Professor Stenzel will use her Laureate fellowship to strengthen her existing collaboration with researchers from medicine and to establish a larger network in the field of nanomedicine.

Scientia Professor Toby Walsh, in the School of Computer Science and Engineering at UNSW Engineering and CSIRO’s Data61, will receive $3,137,608 to understand how to build AI systems that humans can trust. Increasingly, we are handing decisions over to machines to determine, for instance, who gets welfare, who is shortlisted for a job or how to divide up water rights between farmers. This project will study how to build and verify that an AI system makes decisions which are fair, can be explained and audited, and are respectful of people’s privacy. Outputs will include tools to build trustworthy AI systems as well as policy recommendations to complement the technical tools. The project will provide significant economic and societal benefits to Australia as high-stake decisions in both the public and private sector are automated.

Professor Alison Bashford, in the School of Humanities & Languages at UNSW Arts & Social Sciences, will receive $2,801,473 for a project aiming to capitalise on Australia’s place in the Asia Pacific, to lead a distinctively regional perspective on how population policies emerged, and what their present legacies are. Comparing Australia, Japan, India and China, the project will analyse highly diverse polities, challenging Europe-outward theses on modernisation and development.

“As the planet approaches 8 billion, international debate on population will be ignited again,” Professor Bashford said. “This project promises a much-improved historical model to better assess the enduring population-environment-economy nexus well into the 21st century.

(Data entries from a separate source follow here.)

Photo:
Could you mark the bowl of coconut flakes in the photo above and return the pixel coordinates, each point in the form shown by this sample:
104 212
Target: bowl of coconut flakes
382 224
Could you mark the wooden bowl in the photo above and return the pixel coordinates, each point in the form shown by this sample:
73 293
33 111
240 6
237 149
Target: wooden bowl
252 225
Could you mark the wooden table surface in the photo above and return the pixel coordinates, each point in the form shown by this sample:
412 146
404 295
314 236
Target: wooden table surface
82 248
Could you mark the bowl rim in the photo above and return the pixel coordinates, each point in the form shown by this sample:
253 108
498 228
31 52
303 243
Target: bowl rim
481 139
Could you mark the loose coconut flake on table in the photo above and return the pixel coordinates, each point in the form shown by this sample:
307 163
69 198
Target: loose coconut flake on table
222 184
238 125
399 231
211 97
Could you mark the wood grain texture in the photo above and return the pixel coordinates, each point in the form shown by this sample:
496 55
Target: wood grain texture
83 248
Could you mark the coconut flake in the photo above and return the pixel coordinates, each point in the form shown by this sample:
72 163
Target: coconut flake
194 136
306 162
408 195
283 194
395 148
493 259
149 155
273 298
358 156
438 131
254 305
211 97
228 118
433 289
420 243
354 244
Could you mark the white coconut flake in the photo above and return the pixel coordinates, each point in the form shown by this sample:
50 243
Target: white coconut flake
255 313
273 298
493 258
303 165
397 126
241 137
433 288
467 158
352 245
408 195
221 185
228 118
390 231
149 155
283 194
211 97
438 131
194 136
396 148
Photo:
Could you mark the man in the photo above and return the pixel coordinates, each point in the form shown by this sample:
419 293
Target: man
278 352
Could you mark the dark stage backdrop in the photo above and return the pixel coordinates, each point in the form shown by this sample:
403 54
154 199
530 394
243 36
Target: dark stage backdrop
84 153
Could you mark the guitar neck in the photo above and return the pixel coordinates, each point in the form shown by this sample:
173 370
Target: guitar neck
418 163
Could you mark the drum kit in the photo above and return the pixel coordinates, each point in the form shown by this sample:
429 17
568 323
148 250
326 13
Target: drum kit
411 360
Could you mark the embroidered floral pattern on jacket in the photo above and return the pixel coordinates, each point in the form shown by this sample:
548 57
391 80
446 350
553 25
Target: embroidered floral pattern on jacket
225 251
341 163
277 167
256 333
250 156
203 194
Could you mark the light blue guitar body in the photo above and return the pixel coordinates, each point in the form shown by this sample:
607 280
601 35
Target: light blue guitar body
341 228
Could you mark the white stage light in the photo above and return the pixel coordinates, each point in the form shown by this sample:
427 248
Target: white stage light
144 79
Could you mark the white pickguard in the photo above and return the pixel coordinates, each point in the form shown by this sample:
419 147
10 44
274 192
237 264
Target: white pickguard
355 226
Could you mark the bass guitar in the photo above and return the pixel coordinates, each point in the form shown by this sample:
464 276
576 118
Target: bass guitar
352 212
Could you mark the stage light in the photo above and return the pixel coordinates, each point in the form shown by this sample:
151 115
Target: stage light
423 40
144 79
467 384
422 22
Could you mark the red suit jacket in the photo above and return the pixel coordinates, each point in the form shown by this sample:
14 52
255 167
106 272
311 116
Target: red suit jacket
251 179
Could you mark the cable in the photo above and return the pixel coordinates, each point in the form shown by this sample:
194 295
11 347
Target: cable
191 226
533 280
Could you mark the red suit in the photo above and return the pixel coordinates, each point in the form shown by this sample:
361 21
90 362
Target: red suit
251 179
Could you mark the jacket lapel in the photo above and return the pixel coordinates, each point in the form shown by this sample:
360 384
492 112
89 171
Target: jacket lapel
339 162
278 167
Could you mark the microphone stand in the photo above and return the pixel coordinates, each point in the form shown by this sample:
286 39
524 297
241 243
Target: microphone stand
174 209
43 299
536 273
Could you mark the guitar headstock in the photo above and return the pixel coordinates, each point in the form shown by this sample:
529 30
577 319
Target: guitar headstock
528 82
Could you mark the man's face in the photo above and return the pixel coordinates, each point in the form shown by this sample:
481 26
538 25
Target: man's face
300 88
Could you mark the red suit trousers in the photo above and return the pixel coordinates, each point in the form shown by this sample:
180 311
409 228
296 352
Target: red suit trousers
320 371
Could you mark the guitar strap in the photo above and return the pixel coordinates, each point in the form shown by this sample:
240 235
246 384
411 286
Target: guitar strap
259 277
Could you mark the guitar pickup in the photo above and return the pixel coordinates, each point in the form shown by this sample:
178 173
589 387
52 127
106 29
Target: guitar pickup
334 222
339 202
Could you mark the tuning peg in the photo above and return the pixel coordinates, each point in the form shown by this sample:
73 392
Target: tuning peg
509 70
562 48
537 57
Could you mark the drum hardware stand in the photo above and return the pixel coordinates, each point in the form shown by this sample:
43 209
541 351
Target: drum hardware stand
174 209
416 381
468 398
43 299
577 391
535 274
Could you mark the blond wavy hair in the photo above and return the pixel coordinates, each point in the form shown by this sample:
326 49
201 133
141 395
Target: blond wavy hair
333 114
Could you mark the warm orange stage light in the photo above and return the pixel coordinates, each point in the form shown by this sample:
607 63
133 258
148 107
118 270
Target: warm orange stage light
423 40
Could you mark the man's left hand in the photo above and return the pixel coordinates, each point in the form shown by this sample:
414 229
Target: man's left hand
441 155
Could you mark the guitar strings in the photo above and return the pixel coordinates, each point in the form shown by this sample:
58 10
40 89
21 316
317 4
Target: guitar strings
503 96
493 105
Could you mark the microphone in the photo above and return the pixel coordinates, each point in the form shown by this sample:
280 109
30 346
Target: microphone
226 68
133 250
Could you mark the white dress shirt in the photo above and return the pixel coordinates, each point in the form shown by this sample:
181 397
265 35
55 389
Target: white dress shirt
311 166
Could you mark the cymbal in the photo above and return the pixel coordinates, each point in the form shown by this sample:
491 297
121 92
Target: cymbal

It should energise a new form of world history writing, boosting Australia's reputation as a leader in big-idea histories.”

Professor Bashford joined UNSW from the University of Cambridge in 2017 under the UNSW Strategic Hires and Retention Pathways (SHARP) scheme.

Scientia Professor Ross Buckley, inaugural Chair in Disruptive Innovation and Law at UNSW Law, will receive $2,634,900 for a project to make Australia’s legal and regulatory systems fit to deal with the transformative rise of data and its algorithmic analysis. It will identify reforms to laws and regulatory approaches to reap the benefits and limit the major risks of this transformation.

“We are at the beginning of a data revolution which will have a far bigger impact than is generally recognised,” Professor Buckley said. “This project’s findings will inform law reforms and changes in regulatory approaches. By global standards, Australia is well placed to benefit economically from this transformation. Our government’s leadership on open banking and the consumer data right more broadly is highly innovative. As always, though, it is the law and regulation that struggles to keep with the pace of technological change, and this is the focus of this five-year project.”